91 The respondents and the Minister refer in their submissions to the very limited nature of s 81(3), including the limited purpose for the entry compared with reasons for entry contemplated by Pt 7 or Pt 5 Div 3, that s 81(3) does not constitute permission to participate in discussions held for any other purpose or to speak to employees, and that a representative under s 81(3) does not go into a workplace enjoying any of the powers given to persons under Pt 7 or Pt 5 Div 3. They further submit that a representative under s 81(3) does not have powers akin to that of a health and safety representative under s 70, and that there is no express obligation on an employer or occupier of premises to allow entry under s 81(3). It follows, in the submission of the respondents and the Minister, that a representative under s 81(3) does not have the same potential to impact on the workplace, or the conduct of the business of the employer, as a health and safety representative.
92 Having regard to all of these legislative provisions, I am not persuaded that the structure of the WHS Act, read with the WHS Regulation, requires a conclusion that s 81(3) creates no rights in respect of the access by the representative to the workplace. In particular:
That there is detailed provision in the WHS Act for health and safety representatives - including their powers, and the obligation of an employer or occupier of premises to allow them access - is in my view of minimal relevance to the question whether a representative of a party has a right to enter a workplace pursuant to s 81(3) of the WHS Act. The representative referred to in s 81(3) is not a health and safety representative. To find that there are no rights associated with a representative in respect of s 81(3), simply because, in a different part of the WHS Act, detailed provision is made for powers and rights of a different type of representative, would in my view be an incorrect approach to the construction of s 81(3).

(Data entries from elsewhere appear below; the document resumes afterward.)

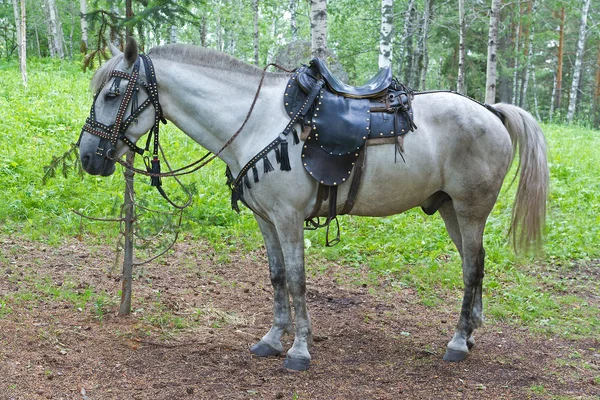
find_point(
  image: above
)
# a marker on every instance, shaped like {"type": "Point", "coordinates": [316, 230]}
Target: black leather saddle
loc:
{"type": "Point", "coordinates": [375, 87]}
{"type": "Point", "coordinates": [338, 119]}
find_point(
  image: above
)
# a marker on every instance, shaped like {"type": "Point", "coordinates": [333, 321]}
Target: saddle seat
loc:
{"type": "Point", "coordinates": [375, 87]}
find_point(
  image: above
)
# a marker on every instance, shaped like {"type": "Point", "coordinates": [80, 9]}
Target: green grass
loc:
{"type": "Point", "coordinates": [412, 249]}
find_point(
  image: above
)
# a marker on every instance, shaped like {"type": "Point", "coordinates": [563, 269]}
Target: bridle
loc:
{"type": "Point", "coordinates": [114, 133]}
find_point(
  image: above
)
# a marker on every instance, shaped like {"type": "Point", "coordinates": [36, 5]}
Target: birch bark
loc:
{"type": "Point", "coordinates": [84, 26]}
{"type": "Point", "coordinates": [318, 25]}
{"type": "Point", "coordinates": [385, 33]}
{"type": "Point", "coordinates": [491, 71]}
{"type": "Point", "coordinates": [425, 53]}
{"type": "Point", "coordinates": [21, 37]}
{"type": "Point", "coordinates": [460, 81]}
{"type": "Point", "coordinates": [578, 62]}
{"type": "Point", "coordinates": [255, 36]}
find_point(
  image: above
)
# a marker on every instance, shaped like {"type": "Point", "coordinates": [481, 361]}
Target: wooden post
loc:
{"type": "Point", "coordinates": [129, 206]}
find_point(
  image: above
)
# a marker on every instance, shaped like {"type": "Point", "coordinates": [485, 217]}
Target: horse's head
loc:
{"type": "Point", "coordinates": [125, 87]}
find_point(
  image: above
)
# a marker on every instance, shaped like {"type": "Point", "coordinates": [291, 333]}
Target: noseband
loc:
{"type": "Point", "coordinates": [115, 132]}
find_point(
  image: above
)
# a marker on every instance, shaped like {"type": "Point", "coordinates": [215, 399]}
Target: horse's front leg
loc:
{"type": "Point", "coordinates": [270, 344]}
{"type": "Point", "coordinates": [291, 236]}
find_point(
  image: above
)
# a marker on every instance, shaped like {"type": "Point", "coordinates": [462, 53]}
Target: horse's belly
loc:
{"type": "Point", "coordinates": [390, 185]}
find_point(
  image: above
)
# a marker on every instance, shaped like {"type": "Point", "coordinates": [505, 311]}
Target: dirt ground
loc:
{"type": "Point", "coordinates": [197, 313]}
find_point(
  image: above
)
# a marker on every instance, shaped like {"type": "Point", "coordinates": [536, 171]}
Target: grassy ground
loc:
{"type": "Point", "coordinates": [412, 249]}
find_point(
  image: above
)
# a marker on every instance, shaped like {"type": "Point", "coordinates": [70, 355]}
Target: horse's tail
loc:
{"type": "Point", "coordinates": [529, 208]}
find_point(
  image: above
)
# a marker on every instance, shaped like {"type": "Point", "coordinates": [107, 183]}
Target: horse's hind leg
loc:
{"type": "Point", "coordinates": [448, 214]}
{"type": "Point", "coordinates": [471, 225]}
{"type": "Point", "coordinates": [270, 344]}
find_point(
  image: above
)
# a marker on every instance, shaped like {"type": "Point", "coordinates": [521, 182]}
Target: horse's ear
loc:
{"type": "Point", "coordinates": [114, 50]}
{"type": "Point", "coordinates": [130, 54]}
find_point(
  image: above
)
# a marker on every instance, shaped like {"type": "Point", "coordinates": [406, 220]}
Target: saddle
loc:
{"type": "Point", "coordinates": [338, 119]}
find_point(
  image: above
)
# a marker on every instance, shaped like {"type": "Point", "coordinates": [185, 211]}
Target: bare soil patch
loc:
{"type": "Point", "coordinates": [197, 314]}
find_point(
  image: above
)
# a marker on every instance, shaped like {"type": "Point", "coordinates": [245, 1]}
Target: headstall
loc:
{"type": "Point", "coordinates": [115, 132]}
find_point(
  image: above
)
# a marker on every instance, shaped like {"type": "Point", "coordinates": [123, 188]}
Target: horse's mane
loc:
{"type": "Point", "coordinates": [183, 53]}
{"type": "Point", "coordinates": [195, 55]}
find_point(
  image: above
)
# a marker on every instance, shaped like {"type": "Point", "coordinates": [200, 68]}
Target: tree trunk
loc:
{"type": "Point", "coordinates": [403, 43]}
{"type": "Point", "coordinates": [578, 62]}
{"type": "Point", "coordinates": [255, 39]}
{"type": "Point", "coordinates": [529, 54]}
{"type": "Point", "coordinates": [491, 71]}
{"type": "Point", "coordinates": [293, 19]}
{"type": "Point", "coordinates": [516, 63]}
{"type": "Point", "coordinates": [560, 56]}
{"type": "Point", "coordinates": [460, 81]}
{"type": "Point", "coordinates": [318, 25]}
{"type": "Point", "coordinates": [21, 37]}
{"type": "Point", "coordinates": [128, 17]}
{"type": "Point", "coordinates": [597, 93]}
{"type": "Point", "coordinates": [55, 29]}
{"type": "Point", "coordinates": [386, 33]}
{"type": "Point", "coordinates": [84, 27]}
{"type": "Point", "coordinates": [203, 32]}
{"type": "Point", "coordinates": [129, 206]}
{"type": "Point", "coordinates": [425, 61]}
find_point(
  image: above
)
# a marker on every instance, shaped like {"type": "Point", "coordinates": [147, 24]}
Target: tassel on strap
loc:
{"type": "Point", "coordinates": [267, 166]}
{"type": "Point", "coordinates": [285, 159]}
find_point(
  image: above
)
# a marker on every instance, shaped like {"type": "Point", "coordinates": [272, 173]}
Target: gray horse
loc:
{"type": "Point", "coordinates": [456, 162]}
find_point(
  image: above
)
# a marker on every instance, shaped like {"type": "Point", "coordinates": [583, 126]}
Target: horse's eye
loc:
{"type": "Point", "coordinates": [112, 94]}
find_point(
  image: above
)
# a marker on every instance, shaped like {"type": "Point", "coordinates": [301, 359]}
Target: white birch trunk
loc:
{"type": "Point", "coordinates": [491, 71]}
{"type": "Point", "coordinates": [173, 34]}
{"type": "Point", "coordinates": [460, 81]}
{"type": "Point", "coordinates": [516, 66]}
{"type": "Point", "coordinates": [578, 62]}
{"type": "Point", "coordinates": [425, 62]}
{"type": "Point", "coordinates": [528, 66]}
{"type": "Point", "coordinates": [255, 39]}
{"type": "Point", "coordinates": [386, 33]}
{"type": "Point", "coordinates": [293, 19]}
{"type": "Point", "coordinates": [402, 48]}
{"type": "Point", "coordinates": [56, 29]}
{"type": "Point", "coordinates": [84, 26]}
{"type": "Point", "coordinates": [21, 37]}
{"type": "Point", "coordinates": [318, 25]}
{"type": "Point", "coordinates": [552, 100]}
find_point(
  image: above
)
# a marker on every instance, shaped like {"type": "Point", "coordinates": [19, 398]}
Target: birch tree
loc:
{"type": "Point", "coordinates": [385, 33]}
{"type": "Point", "coordinates": [402, 43]}
{"type": "Point", "coordinates": [578, 61]}
{"type": "Point", "coordinates": [84, 25]}
{"type": "Point", "coordinates": [423, 44]}
{"type": "Point", "coordinates": [293, 19]}
{"type": "Point", "coordinates": [21, 37]}
{"type": "Point", "coordinates": [255, 31]}
{"type": "Point", "coordinates": [318, 28]}
{"type": "Point", "coordinates": [491, 70]}
{"type": "Point", "coordinates": [460, 82]}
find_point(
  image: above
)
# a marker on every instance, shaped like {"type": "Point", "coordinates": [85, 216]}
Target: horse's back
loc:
{"type": "Point", "coordinates": [459, 147]}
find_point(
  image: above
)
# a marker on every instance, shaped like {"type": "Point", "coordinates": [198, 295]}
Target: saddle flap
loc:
{"type": "Point", "coordinates": [325, 168]}
{"type": "Point", "coordinates": [340, 125]}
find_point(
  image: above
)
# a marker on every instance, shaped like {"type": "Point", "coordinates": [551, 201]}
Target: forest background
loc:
{"type": "Point", "coordinates": [547, 52]}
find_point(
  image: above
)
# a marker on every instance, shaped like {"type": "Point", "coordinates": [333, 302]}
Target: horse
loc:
{"type": "Point", "coordinates": [455, 164]}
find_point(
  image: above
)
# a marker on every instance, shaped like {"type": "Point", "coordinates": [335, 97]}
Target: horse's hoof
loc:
{"type": "Point", "coordinates": [296, 364]}
{"type": "Point", "coordinates": [470, 342]}
{"type": "Point", "coordinates": [262, 349]}
{"type": "Point", "coordinates": [455, 355]}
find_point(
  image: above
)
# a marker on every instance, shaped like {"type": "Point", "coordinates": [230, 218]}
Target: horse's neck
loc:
{"type": "Point", "coordinates": [210, 105]}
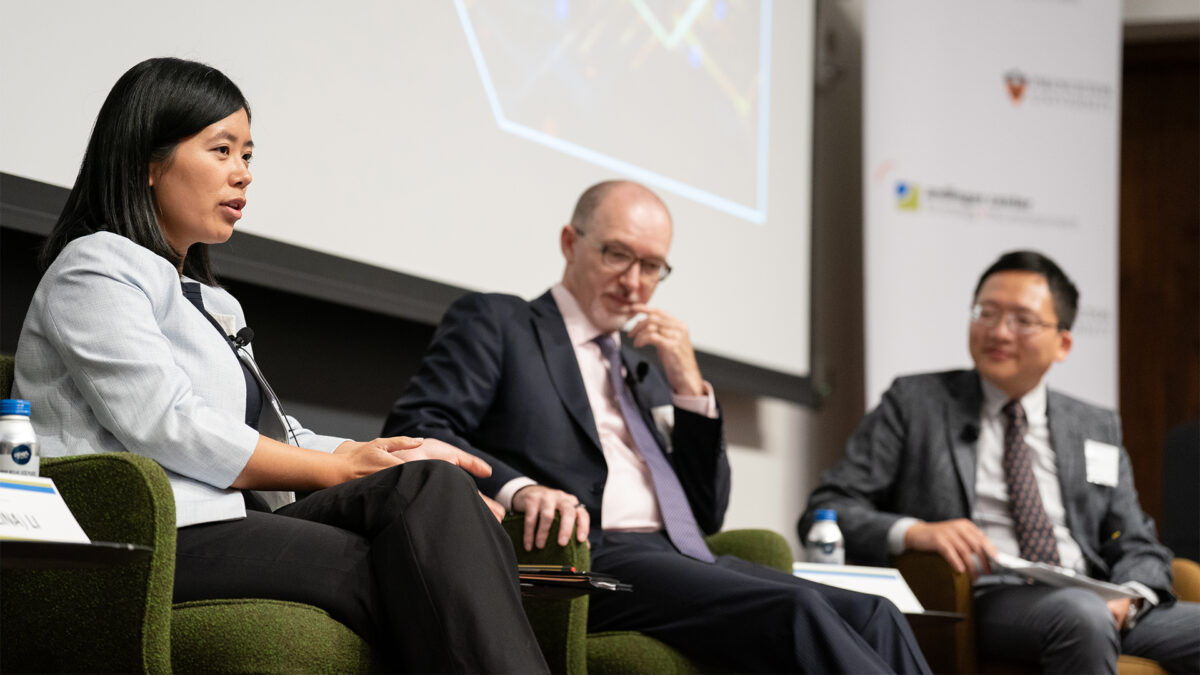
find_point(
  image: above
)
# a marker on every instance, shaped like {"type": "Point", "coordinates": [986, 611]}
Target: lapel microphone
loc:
{"type": "Point", "coordinates": [243, 338]}
{"type": "Point", "coordinates": [970, 434]}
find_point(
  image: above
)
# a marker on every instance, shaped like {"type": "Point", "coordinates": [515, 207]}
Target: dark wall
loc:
{"type": "Point", "coordinates": [1159, 329]}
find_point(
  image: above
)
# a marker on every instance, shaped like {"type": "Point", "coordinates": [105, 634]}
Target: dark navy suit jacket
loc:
{"type": "Point", "coordinates": [501, 381]}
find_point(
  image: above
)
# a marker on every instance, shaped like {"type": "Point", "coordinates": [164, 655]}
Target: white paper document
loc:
{"type": "Point", "coordinates": [883, 581]}
{"type": "Point", "coordinates": [1060, 577]}
{"type": "Point", "coordinates": [33, 509]}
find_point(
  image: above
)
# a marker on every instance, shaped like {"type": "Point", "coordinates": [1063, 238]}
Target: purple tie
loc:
{"type": "Point", "coordinates": [677, 517]}
{"type": "Point", "coordinates": [1035, 533]}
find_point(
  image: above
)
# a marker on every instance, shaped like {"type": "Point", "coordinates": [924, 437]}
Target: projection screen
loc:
{"type": "Point", "coordinates": [449, 139]}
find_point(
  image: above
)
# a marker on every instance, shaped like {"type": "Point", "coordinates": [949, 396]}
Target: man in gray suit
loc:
{"type": "Point", "coordinates": [972, 463]}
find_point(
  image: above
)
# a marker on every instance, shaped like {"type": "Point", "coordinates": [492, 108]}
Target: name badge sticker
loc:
{"type": "Point", "coordinates": [1102, 463]}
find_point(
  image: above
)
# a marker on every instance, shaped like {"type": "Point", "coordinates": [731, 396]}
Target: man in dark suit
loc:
{"type": "Point", "coordinates": [972, 463]}
{"type": "Point", "coordinates": [576, 425]}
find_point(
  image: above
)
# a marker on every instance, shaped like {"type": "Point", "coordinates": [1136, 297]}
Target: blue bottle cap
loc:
{"type": "Point", "coordinates": [15, 406]}
{"type": "Point", "coordinates": [827, 514]}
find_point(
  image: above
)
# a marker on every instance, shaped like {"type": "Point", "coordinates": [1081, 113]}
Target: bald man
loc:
{"type": "Point", "coordinates": [631, 457]}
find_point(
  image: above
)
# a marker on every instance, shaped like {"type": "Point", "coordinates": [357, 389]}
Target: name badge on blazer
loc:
{"type": "Point", "coordinates": [1102, 460]}
{"type": "Point", "coordinates": [664, 419]}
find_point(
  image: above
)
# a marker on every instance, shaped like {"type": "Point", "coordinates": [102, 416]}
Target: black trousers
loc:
{"type": "Point", "coordinates": [409, 559]}
{"type": "Point", "coordinates": [745, 616]}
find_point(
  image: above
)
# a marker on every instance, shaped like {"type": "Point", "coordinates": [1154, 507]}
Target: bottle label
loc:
{"type": "Point", "coordinates": [22, 454]}
{"type": "Point", "coordinates": [19, 458]}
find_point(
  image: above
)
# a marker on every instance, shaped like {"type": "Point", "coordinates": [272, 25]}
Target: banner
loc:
{"type": "Point", "coordinates": [989, 126]}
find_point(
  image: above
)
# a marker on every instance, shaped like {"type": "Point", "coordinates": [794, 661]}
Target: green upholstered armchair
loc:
{"type": "Point", "coordinates": [562, 626]}
{"type": "Point", "coordinates": [123, 620]}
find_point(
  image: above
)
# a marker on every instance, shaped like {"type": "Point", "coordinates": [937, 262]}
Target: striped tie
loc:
{"type": "Point", "coordinates": [1035, 533]}
{"type": "Point", "coordinates": [677, 515]}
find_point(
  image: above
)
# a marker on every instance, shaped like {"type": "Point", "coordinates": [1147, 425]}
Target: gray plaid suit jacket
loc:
{"type": "Point", "coordinates": [915, 454]}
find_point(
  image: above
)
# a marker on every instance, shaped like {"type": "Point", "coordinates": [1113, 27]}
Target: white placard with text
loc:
{"type": "Point", "coordinates": [31, 508]}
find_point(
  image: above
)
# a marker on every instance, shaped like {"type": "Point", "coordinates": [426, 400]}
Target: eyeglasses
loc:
{"type": "Point", "coordinates": [1019, 322]}
{"type": "Point", "coordinates": [619, 258]}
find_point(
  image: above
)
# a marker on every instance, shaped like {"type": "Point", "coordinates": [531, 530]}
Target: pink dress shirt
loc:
{"type": "Point", "coordinates": [629, 502]}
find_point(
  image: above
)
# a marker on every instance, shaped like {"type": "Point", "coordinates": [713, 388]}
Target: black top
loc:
{"type": "Point", "coordinates": [253, 394]}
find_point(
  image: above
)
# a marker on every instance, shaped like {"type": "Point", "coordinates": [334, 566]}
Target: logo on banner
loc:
{"type": "Point", "coordinates": [1050, 90]}
{"type": "Point", "coordinates": [907, 196]}
{"type": "Point", "coordinates": [1014, 82]}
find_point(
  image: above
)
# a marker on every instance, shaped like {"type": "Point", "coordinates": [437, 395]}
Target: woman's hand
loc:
{"type": "Point", "coordinates": [432, 448]}
{"type": "Point", "coordinates": [364, 459]}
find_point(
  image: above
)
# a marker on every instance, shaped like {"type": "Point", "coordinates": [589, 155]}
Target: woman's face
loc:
{"type": "Point", "coordinates": [201, 189]}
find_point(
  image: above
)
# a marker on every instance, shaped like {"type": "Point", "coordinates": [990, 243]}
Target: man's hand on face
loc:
{"type": "Point", "coordinates": [670, 336]}
{"type": "Point", "coordinates": [960, 542]}
{"type": "Point", "coordinates": [540, 503]}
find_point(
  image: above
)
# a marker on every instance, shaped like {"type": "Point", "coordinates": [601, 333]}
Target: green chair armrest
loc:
{"type": "Point", "coordinates": [561, 625]}
{"type": "Point", "coordinates": [763, 547]}
{"type": "Point", "coordinates": [114, 619]}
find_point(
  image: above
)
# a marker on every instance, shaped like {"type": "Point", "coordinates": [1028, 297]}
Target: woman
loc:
{"type": "Point", "coordinates": [130, 346]}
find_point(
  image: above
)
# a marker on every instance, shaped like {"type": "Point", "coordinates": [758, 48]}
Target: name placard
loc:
{"type": "Point", "coordinates": [31, 508]}
{"type": "Point", "coordinates": [883, 581]}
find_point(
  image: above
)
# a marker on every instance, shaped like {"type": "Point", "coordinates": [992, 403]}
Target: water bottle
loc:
{"type": "Point", "coordinates": [18, 444]}
{"type": "Point", "coordinates": [825, 543]}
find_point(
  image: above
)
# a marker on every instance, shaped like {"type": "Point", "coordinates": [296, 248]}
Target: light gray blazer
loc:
{"type": "Point", "coordinates": [915, 455]}
{"type": "Point", "coordinates": [114, 358]}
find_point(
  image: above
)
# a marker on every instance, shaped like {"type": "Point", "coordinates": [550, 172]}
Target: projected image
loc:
{"type": "Point", "coordinates": [671, 93]}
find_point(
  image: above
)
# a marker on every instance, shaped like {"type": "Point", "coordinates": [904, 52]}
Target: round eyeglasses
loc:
{"type": "Point", "coordinates": [1020, 322]}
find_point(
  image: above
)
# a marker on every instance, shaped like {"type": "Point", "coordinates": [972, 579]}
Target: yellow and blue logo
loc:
{"type": "Point", "coordinates": [907, 196]}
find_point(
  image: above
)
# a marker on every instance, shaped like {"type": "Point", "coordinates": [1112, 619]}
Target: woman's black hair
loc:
{"type": "Point", "coordinates": [151, 108]}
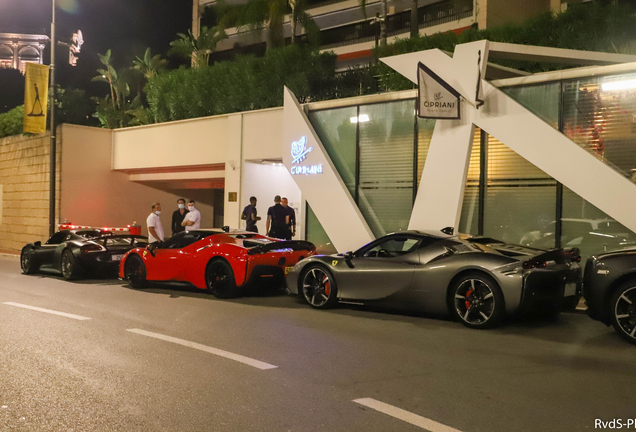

That the purpose for which the representative is entitled to enter the workplace pursuant to s 81(3) is limited is, in my view, irrelevant. Section 81(3) appears in a Division of the WHS Act dealing with resolution of work safety issues. Part 5 Div 3 of the WHS Act, and Pt 2.2 of the WHS Regulation, deal specifically with issue resolution. There must be either an agreed procedure for resolution of work health and safety issues or the default procedure set out in s 23 of the WHS Regulation applies. Importantly as soon as parties are told of the issue, all parties must meet or communicate with each other to attempt to resolve the issue (s 23(3)). No place of the meeting is prescribed by either the WHS Act or the WHS Regulation, however if the place of the meeting to discuss the issue is determined by the parties to be the workplace, then under the terms of s 81(3) the representative of a party to the issue is entitled to enter the workplace for the purpose of attending discussions with a view to resolving the issue.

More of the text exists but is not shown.